GERMANY - The German state pension is set to rise this year, for the first time since 2006.
The Ministry for Social and Labour Affairs said over 20 million German citizens would benefit from the rise, which was partially intended to spur domestic spending in light of the recession.
Pensioners in the 10 former West German states will receive a 2.41% increase, while those in the six former East German states will receive 3.38%.
Both levels of increase are based on wage rises in the regions during last year.
Federal minister for social and labour affairs Olaf Scholz, said: "This is good news for more than 20 million pensioners and pensioners in Germany and a beautiful testament to the power of our social market economy."
He added; "Pensions are not a benefit, but the reward for hard work."
Unemployment benefits are also set to rise slightly to €359 from €351 at the same time.

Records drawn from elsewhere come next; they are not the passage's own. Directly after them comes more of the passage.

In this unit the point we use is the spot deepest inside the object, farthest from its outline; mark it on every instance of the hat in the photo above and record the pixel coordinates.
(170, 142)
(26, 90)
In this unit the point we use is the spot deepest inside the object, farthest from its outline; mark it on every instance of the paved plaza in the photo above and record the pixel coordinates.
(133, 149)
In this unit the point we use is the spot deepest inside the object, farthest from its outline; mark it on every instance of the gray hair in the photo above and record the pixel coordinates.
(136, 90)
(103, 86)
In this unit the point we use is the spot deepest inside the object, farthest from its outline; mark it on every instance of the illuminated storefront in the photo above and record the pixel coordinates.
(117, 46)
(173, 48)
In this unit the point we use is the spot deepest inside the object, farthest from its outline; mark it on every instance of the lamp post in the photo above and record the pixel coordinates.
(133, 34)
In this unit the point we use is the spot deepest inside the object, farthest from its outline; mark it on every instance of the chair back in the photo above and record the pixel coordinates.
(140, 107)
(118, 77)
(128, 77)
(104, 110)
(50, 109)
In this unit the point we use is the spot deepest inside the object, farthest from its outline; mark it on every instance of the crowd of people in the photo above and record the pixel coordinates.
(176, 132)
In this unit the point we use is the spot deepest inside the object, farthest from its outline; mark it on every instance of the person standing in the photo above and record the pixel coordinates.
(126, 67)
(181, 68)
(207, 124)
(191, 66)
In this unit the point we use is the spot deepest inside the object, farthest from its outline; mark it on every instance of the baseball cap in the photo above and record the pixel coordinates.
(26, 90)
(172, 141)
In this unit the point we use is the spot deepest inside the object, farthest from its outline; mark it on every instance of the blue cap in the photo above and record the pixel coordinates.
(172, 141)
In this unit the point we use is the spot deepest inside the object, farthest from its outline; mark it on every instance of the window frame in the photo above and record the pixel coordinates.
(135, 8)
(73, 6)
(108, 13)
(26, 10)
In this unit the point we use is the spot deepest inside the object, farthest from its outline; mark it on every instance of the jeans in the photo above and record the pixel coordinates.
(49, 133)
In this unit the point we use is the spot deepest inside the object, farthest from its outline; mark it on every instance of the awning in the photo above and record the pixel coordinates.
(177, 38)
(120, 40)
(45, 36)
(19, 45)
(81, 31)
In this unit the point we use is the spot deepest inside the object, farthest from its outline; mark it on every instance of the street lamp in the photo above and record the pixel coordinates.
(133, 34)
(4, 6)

Last year, a report by the labour ministry showed the state pension system posted a €16bn surplus as a result of increased revenue contributions thanks to the "stable economy" - an increase of almost €12bn compared to 2007.
The labour ministry report also showed that senior citizens in Germany were generally well supplied and said statutory pension insurance remained the most important aspect of the pension system, with the average retired couple receiving a net total income of €2,271 per month for in 2007, when state and occupational / private pension income was taken into account (Globalpensions.com ; 20 November 2008).
Germany is due to vote in national general elections in September, and will elect a new president in May.